What is TLS/SSL?

TLS is the protocol behind HTTPS and is the most widely deployed security protocol on the internet. A TLS handshake establishes a secure channel in several steps: the client and server agree on a protocol version and cipher suite, the server presents its certificate (verified via PKI), they perform a key exchange to derive shared session keys, and all subsequent communication is encrypted with those symmetric keys. Modern TLS 1.3 simplified this to a single round trip.

The security properties TLS provides are confidentiality (encryption prevents eavesdropping), integrity (message authentication codes detect tampering), and authentication (certificates verify the server's identity, and optionally the client's).
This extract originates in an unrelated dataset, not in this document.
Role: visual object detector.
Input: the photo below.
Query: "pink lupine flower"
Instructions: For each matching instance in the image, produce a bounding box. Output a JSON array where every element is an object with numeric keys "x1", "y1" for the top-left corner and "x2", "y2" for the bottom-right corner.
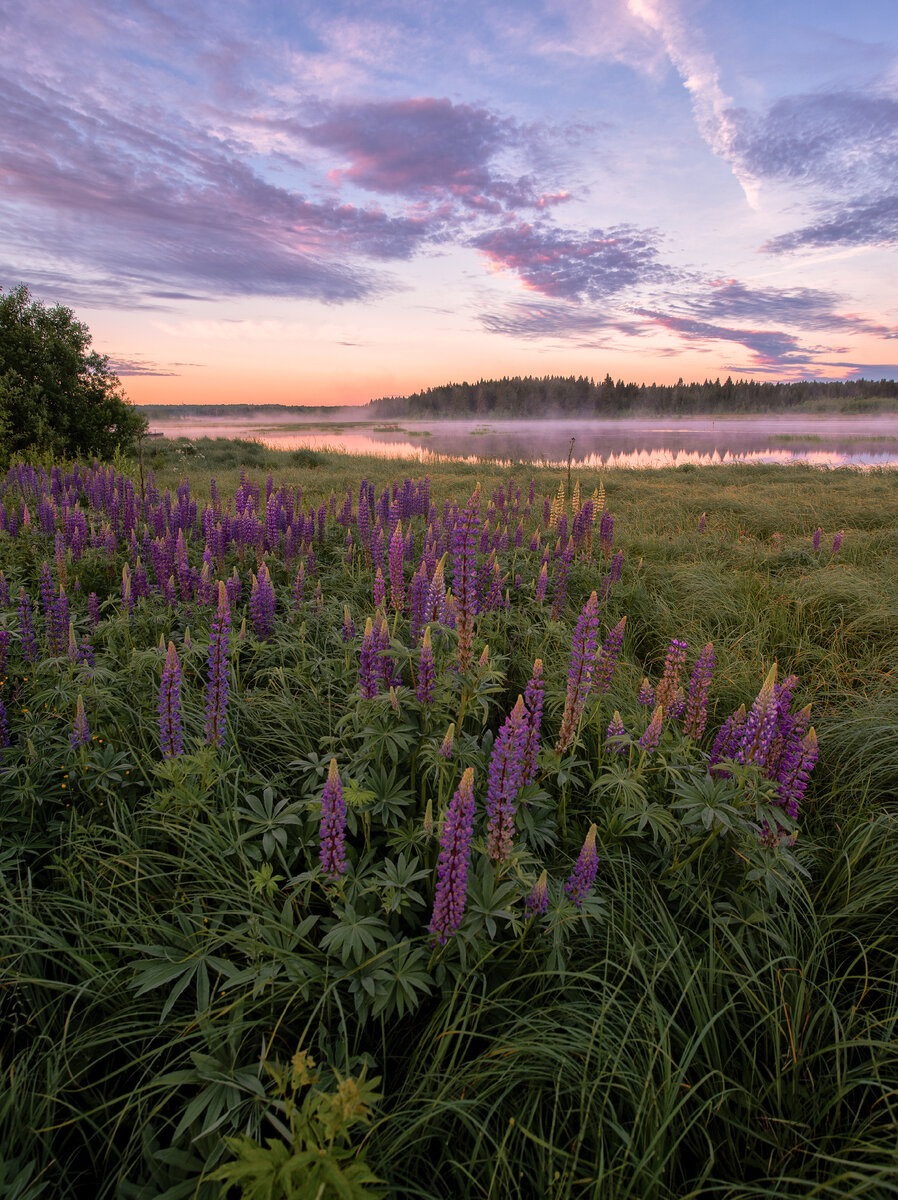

Without TLS, data on the network is visible to anyone who can observe the traffic — ISPs, Wi-Fi operators, network administrators, and attackers performing man-in-the-middle attacks.

SSL (versions 1.0 through 3.0) has been deprecated due to known vulnerabilities like POODLE and BEAST. TLS 1.0 and 1.1 are also deprecated. TLS 1.2 remains widely supported, and TLS 1.3 (released in 2018) is the current standard, offering improved security and performance by removing legacy cipher suites and reducing handshake latency. Despite the deprecation, "SSL" persists as a colloquial term — "SSL certificate" and "SSL termination" typically refer to TLS in practice.

How Vaulted uses TLS/SSL

Vaulted serves all traffic over HTTPS, meaning every request between your browser and the server is protected by TLS. This encrypts the ciphertext and metadata in transit and authenticates that you are communicating with the real Vaulted server. However, TLS alone would not protect your secrets if the server could read them. Vaulted layers client-side AES-256-GCM encryption on top of TLS, so the server receives only ciphertext it cannot decrypt — TLS protects the transport channel, while client-side encryption protects the data itself.